Se fue con discreción, como transcurrió su vida. ¿Habrá dimensionado, alguna vez, el influjo del metal de su voz, de su lenguaje certero, de su mirada directa, de su rostro apacible, toda vez que aparecía en la Televisión Estatal, anunciando al Presidente Salvador Allende o informando del turbulento acontecer de aquellos mil días?
¿Habrá podido evaluar el impacto de sus comentarios y noticias- que propalaba junto a Katia, a 20 mil kilómetros de distancia- en los compulsivos auditores del programa Escucha Chile, en la cárceles y suburbios de todo el país? ¿Y de sus novelas y relatos que nos llevaron –como hojas al viento- entre la ficción y la realidad para ayudarnos a comprender los claroscuros de la vida, los caprichos de la Historia, la evanescencia de los dogmas y lo profundo de la sabiduría popular?
Más importante que aquello ¿Podremos, algún día, antes o después que se abran las grandes alamedas, identificar y brindar tributo a su aporte inconmensurable al idioma español, a la lucha social, a su compromiso solidario con todas las causas libertarias de Chile y del mundo?

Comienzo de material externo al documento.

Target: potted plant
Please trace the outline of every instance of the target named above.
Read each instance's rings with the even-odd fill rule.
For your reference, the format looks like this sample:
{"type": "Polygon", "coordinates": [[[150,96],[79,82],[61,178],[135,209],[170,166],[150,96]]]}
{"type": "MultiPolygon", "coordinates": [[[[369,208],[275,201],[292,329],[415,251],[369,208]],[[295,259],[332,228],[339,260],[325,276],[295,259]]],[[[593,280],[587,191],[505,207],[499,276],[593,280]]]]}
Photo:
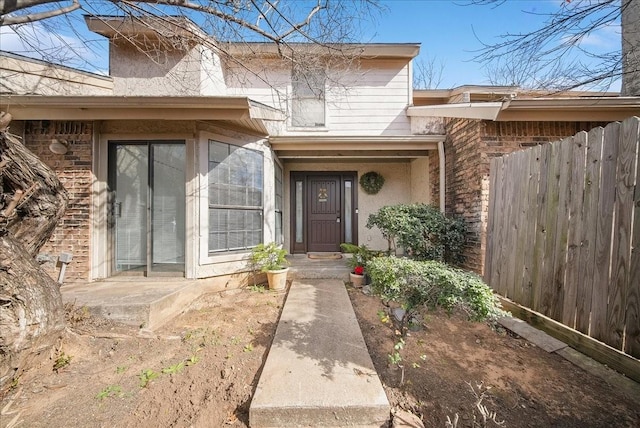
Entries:
{"type": "Polygon", "coordinates": [[[355,266],[353,271],[349,272],[349,280],[354,287],[362,287],[365,283],[364,266],[355,266]]]}
{"type": "Polygon", "coordinates": [[[370,253],[369,249],[365,245],[357,246],[355,244],[340,244],[340,248],[345,253],[350,253],[351,257],[348,260],[351,272],[349,273],[349,280],[354,287],[362,287],[365,284],[364,266],[367,261],[367,255],[370,253]]]}
{"type": "Polygon", "coordinates": [[[261,272],[267,274],[269,288],[284,290],[287,285],[287,250],[276,245],[275,242],[258,244],[251,250],[251,263],[261,272]]]}

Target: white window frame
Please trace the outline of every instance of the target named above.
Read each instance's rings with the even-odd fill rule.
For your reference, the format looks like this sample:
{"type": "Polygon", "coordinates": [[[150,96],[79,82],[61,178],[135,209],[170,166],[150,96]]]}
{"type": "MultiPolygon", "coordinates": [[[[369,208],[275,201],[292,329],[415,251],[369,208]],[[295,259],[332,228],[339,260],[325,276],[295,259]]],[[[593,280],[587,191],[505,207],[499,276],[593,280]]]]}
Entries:
{"type": "MultiPolygon", "coordinates": [[[[231,154],[229,154],[228,156],[231,156],[231,154]]],[[[225,158],[225,160],[228,159],[225,158]]],[[[259,240],[257,242],[244,242],[243,245],[239,245],[239,246],[230,246],[229,243],[227,242],[227,245],[225,248],[215,248],[212,249],[211,245],[210,245],[210,235],[211,235],[211,224],[208,225],[208,234],[207,234],[207,252],[210,256],[216,255],[216,254],[229,254],[229,253],[233,253],[233,252],[246,252],[247,250],[249,250],[250,248],[254,247],[255,245],[261,243],[264,241],[264,199],[265,199],[265,168],[264,168],[264,153],[261,150],[256,150],[254,148],[251,147],[243,147],[243,146],[237,146],[235,144],[230,144],[228,142],[224,142],[224,141],[220,141],[218,139],[214,139],[214,138],[209,138],[207,139],[207,212],[206,212],[206,216],[207,216],[207,221],[209,221],[209,219],[211,218],[211,211],[212,210],[223,210],[225,212],[229,212],[231,210],[235,210],[235,211],[240,211],[240,212],[252,212],[252,213],[257,213],[260,217],[260,230],[259,230],[259,240]],[[210,170],[210,163],[211,163],[211,145],[212,144],[217,144],[220,146],[225,147],[227,150],[236,150],[236,151],[250,151],[256,155],[259,155],[260,157],[260,162],[259,162],[259,167],[260,167],[260,204],[259,205],[248,205],[246,203],[239,203],[239,204],[232,204],[231,202],[226,202],[226,203],[214,203],[213,201],[210,200],[211,197],[211,189],[209,188],[209,180],[210,177],[209,175],[211,174],[211,170],[210,170]]],[[[230,182],[224,183],[225,185],[231,187],[233,186],[233,184],[231,184],[230,182]]],[[[249,187],[245,188],[245,190],[249,189],[249,187]]],[[[229,223],[229,219],[227,219],[227,223],[229,223]]],[[[247,225],[244,224],[244,228],[243,230],[246,232],[247,231],[247,225]]],[[[256,231],[257,232],[257,231],[256,231]]],[[[228,231],[227,231],[228,233],[228,231]]]]}
{"type": "MultiPolygon", "coordinates": [[[[304,73],[310,73],[311,71],[309,70],[302,70],[300,73],[304,74],[304,73]]],[[[289,118],[289,122],[290,122],[290,126],[289,129],[290,130],[312,130],[312,131],[324,131],[327,129],[327,117],[328,117],[328,112],[327,112],[327,79],[326,76],[324,76],[324,72],[322,70],[318,70],[316,73],[316,76],[318,76],[318,81],[322,81],[322,86],[315,89],[315,88],[311,88],[309,85],[306,85],[307,88],[310,90],[309,92],[315,92],[318,91],[322,94],[322,124],[319,124],[318,122],[316,122],[316,124],[296,124],[295,123],[295,118],[297,117],[296,114],[296,109],[295,109],[295,103],[296,101],[304,101],[304,100],[316,100],[316,99],[320,99],[320,97],[315,94],[315,93],[309,93],[309,94],[298,94],[296,93],[296,69],[295,67],[291,70],[291,97],[290,97],[290,106],[289,106],[289,111],[290,111],[290,118],[289,118]]],[[[315,77],[314,77],[315,78],[315,77]]],[[[308,81],[307,79],[305,79],[306,81],[308,81]]],[[[320,86],[320,85],[319,85],[320,86]]]]}

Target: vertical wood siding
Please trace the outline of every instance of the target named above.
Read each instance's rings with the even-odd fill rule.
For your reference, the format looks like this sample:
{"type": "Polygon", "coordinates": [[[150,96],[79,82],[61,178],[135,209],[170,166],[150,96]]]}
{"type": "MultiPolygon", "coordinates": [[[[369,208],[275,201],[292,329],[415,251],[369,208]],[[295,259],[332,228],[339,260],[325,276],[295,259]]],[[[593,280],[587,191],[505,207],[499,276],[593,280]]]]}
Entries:
{"type": "Polygon", "coordinates": [[[640,358],[637,117],[491,161],[485,279],[640,358]]]}

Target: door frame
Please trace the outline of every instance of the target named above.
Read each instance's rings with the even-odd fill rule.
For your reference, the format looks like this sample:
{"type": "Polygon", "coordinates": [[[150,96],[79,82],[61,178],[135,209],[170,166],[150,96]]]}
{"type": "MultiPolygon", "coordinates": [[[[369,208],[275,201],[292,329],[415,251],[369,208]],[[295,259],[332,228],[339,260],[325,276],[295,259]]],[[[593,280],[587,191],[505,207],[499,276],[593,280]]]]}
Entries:
{"type": "Polygon", "coordinates": [[[340,243],[345,242],[345,227],[348,224],[345,216],[345,198],[344,189],[345,183],[351,182],[351,233],[354,244],[358,242],[358,173],[357,171],[291,171],[289,189],[290,189],[290,248],[289,252],[292,254],[303,254],[309,251],[309,198],[308,198],[308,186],[310,177],[318,176],[335,176],[339,177],[339,189],[340,189],[340,243]],[[302,182],[302,242],[296,242],[296,183],[302,182]]]}
{"type": "Polygon", "coordinates": [[[163,277],[163,276],[171,276],[171,277],[185,277],[186,276],[186,271],[187,271],[187,252],[188,252],[188,248],[189,245],[187,244],[188,241],[188,225],[187,225],[187,211],[188,211],[188,203],[187,203],[187,189],[186,189],[186,181],[187,181],[187,174],[188,174],[188,145],[187,145],[187,140],[185,139],[181,139],[181,138],[170,138],[170,139],[163,139],[163,138],[146,138],[146,139],[108,139],[107,140],[107,144],[106,144],[106,151],[107,151],[107,165],[106,165],[106,172],[107,172],[107,189],[108,189],[108,195],[107,195],[107,240],[106,240],[106,244],[107,244],[107,249],[106,249],[106,255],[107,255],[107,264],[109,266],[109,272],[110,272],[110,276],[114,276],[114,275],[124,275],[124,276],[140,276],[140,275],[144,275],[146,277],[163,277]],[[152,236],[152,217],[153,217],[153,213],[152,213],[152,207],[153,207],[153,184],[152,184],[152,178],[153,178],[153,174],[154,174],[154,170],[153,170],[153,150],[152,150],[152,145],[154,144],[182,144],[185,147],[185,159],[184,159],[184,168],[185,168],[185,180],[184,180],[184,185],[185,185],[185,199],[184,199],[184,204],[185,204],[185,221],[183,224],[184,227],[184,235],[185,235],[185,241],[184,241],[184,263],[183,263],[183,268],[181,271],[157,271],[153,269],[152,266],[152,251],[153,251],[153,236],[152,236]],[[146,208],[146,230],[144,231],[145,236],[146,236],[146,267],[144,269],[144,272],[127,272],[127,271],[122,271],[119,272],[116,268],[116,241],[115,241],[115,234],[116,234],[116,228],[115,228],[115,220],[114,220],[114,209],[115,206],[113,205],[113,197],[115,194],[115,190],[112,189],[113,184],[115,183],[115,170],[113,169],[115,166],[115,153],[116,153],[116,147],[118,145],[136,145],[136,146],[147,146],[149,151],[148,151],[148,177],[149,177],[149,181],[147,182],[147,208],[146,208]]]}

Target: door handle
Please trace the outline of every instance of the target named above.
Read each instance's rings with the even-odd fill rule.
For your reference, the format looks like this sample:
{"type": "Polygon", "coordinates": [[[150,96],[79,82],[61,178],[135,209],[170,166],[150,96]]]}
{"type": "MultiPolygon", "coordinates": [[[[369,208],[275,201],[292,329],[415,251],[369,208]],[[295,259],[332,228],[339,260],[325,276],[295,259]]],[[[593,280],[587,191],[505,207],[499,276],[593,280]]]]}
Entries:
{"type": "Polygon", "coordinates": [[[336,219],[336,223],[340,223],[340,217],[336,219]]]}
{"type": "Polygon", "coordinates": [[[122,217],[122,202],[113,203],[113,215],[116,217],[122,217]]]}

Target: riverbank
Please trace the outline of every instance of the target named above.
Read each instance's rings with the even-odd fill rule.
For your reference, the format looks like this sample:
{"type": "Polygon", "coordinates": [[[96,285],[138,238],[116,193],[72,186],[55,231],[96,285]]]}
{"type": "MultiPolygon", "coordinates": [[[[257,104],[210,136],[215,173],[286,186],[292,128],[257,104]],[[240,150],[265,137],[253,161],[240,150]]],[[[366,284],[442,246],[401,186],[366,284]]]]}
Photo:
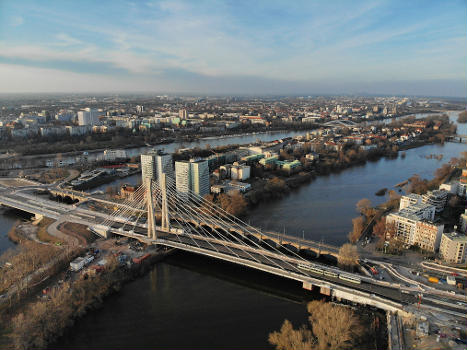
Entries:
{"type": "MultiPolygon", "coordinates": [[[[109,252],[110,253],[110,252],[109,252]]],[[[91,310],[102,306],[103,300],[117,293],[121,287],[144,274],[152,266],[167,257],[172,250],[151,250],[144,259],[133,259],[122,264],[119,255],[106,254],[95,265],[80,273],[49,275],[50,283],[44,288],[39,300],[26,299],[21,305],[11,303],[0,319],[0,344],[14,349],[45,348],[50,342],[66,333],[74,321],[91,310]]],[[[73,256],[74,257],[74,256],[73,256]]],[[[69,259],[64,267],[68,266],[69,259]]],[[[37,289],[30,292],[37,293],[37,289]]]]}

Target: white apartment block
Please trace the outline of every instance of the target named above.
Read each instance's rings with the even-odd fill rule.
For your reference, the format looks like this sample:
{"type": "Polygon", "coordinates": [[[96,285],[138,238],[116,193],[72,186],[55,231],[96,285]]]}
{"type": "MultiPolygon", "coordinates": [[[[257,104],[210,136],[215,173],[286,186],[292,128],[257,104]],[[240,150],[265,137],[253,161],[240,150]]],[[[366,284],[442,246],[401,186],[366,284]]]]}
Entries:
{"type": "Polygon", "coordinates": [[[159,152],[156,155],[156,176],[157,179],[166,174],[168,178],[174,179],[174,165],[172,155],[168,153],[159,152]]]}
{"type": "Polygon", "coordinates": [[[155,153],[141,155],[141,177],[143,179],[143,183],[146,179],[156,180],[157,167],[155,153]]]}
{"type": "Polygon", "coordinates": [[[249,165],[233,165],[230,168],[230,178],[239,181],[247,180],[250,178],[250,171],[249,165]]]}
{"type": "Polygon", "coordinates": [[[104,160],[114,161],[116,159],[126,159],[126,151],[124,149],[106,149],[104,151],[104,160]]]}
{"type": "Polygon", "coordinates": [[[436,212],[439,213],[444,210],[448,199],[448,192],[444,190],[428,191],[422,196],[422,202],[425,204],[433,205],[436,212]]]}
{"type": "Polygon", "coordinates": [[[175,162],[177,191],[188,194],[191,190],[204,197],[210,192],[209,166],[206,160],[175,162]]]}
{"type": "Polygon", "coordinates": [[[397,213],[391,213],[386,217],[386,223],[394,223],[396,236],[409,245],[417,243],[417,223],[419,221],[433,221],[435,207],[428,204],[415,204],[397,213]]]}
{"type": "Polygon", "coordinates": [[[160,179],[165,173],[168,178],[174,178],[172,155],[163,152],[151,152],[141,155],[142,178],[160,179]]]}
{"type": "Polygon", "coordinates": [[[97,109],[85,108],[78,112],[78,125],[97,125],[99,123],[98,116],[97,109]]]}
{"type": "Polygon", "coordinates": [[[439,247],[439,255],[449,263],[465,263],[467,257],[467,236],[456,232],[443,233],[439,247]]]}
{"type": "Polygon", "coordinates": [[[467,233],[467,209],[465,209],[465,212],[461,214],[459,221],[461,226],[461,232],[467,233]]]}
{"type": "Polygon", "coordinates": [[[439,249],[444,225],[429,221],[417,221],[414,242],[421,249],[436,252],[439,249]]]}
{"type": "Polygon", "coordinates": [[[422,202],[422,196],[415,193],[409,193],[401,197],[399,210],[410,207],[414,204],[420,204],[422,202]]]}

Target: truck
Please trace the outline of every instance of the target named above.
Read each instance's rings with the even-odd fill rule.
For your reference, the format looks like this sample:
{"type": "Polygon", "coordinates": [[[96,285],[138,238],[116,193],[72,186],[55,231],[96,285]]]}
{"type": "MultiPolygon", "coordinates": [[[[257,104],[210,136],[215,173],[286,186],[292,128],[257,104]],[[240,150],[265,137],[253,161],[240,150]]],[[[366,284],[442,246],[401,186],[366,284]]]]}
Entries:
{"type": "Polygon", "coordinates": [[[446,282],[451,286],[455,286],[456,278],[454,276],[446,276],[446,282]]]}
{"type": "Polygon", "coordinates": [[[438,283],[439,279],[437,277],[430,276],[428,277],[428,282],[430,283],[438,283]]]}
{"type": "Polygon", "coordinates": [[[94,257],[92,255],[77,257],[75,260],[70,262],[70,269],[74,272],[80,271],[85,265],[89,264],[93,260],[94,257]]]}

José Miguel Varas empujó el carro de la Historia con el tonelaje de su intelecto y el virtuosismo de su prosa, mimetizado en colectivos, tendencias y agrupamientos en los que sumaba y multiplicaba, retroalimentando su creatividad con la de miles o millones. En las últimas décadas le buscamos para reforzar las grandes causas emancipatorias, como una Asamblea Constituyente, la recuperación del cobre desnacionalizado por los mercaderes de la política, y también en el preciso y puntual apoyo solidario, en los recitales de Rebeca Godoy, en el homenaje a los caídos, en la presentación de libros, en la despedida de un camarada, en su multifacética pedagogía para tantos en tantos lugares, los más apartados del territorio nacional y continental.
Maestro del rigor, todo lo que dijo y escribió tuvo un fundamento sólido, explícito, documentado. En su mensaje cada palabra era un misil – o una brisa, según el caso – que ponía en descubierto la hipocresía y mezquindad de las elites hegemónicas y proveía los razonamientos para la crítica y la propuesta del mundo nuevo, solidario, humano y en armonía con la naturaleza, por el que comprometió lo mejor de su existencia. Si lo hacía, lo hacía bien. La crónica, el análisis de coyuntura, el contexto histórico, la proyección futura; todo lo que salía de su pluma privilegiada estaba llamado a dejar huella y enseñanzas.
Bueno entre los buenos, José Miguel Varas no disputó el Premio Nacional de Literatura, ni se afanó en la obtención de ningún título o reconocimiento. Lo suyo fue la gran batalla de las ideas. Levantar, ladrillo sobre ladrillo, la mole de la memoria histórica. Aprovechar, cada minuto de la vida, en hacerle daño a la impunidad, en poner de manifiesto la injusticia oculta, la traición solapada, la arrogancia de los déspotas, el sectarismo de los pequeños, la sinrazón de la burocracia.
Perteneció a la generación que quiso ser exterminada de raíz en septiembre de 1973. Salvó con vida para defender la vida y alentar la vida, dotándola de ética, de grandes objetivos, de sentido histórico. Por eso, en estos días en que cientos de miles de jóvenes y trabajadores emergieron como sujeto social agente de cambios, cuando la imagen del presidente Allende y la de Víctor Jara se paseaba entre ellos –como gota de agua en un océano- José Miguel respiró profundo y esbozó una sonrisa victoriosa. Y así murió con esa sonrisa en los labios.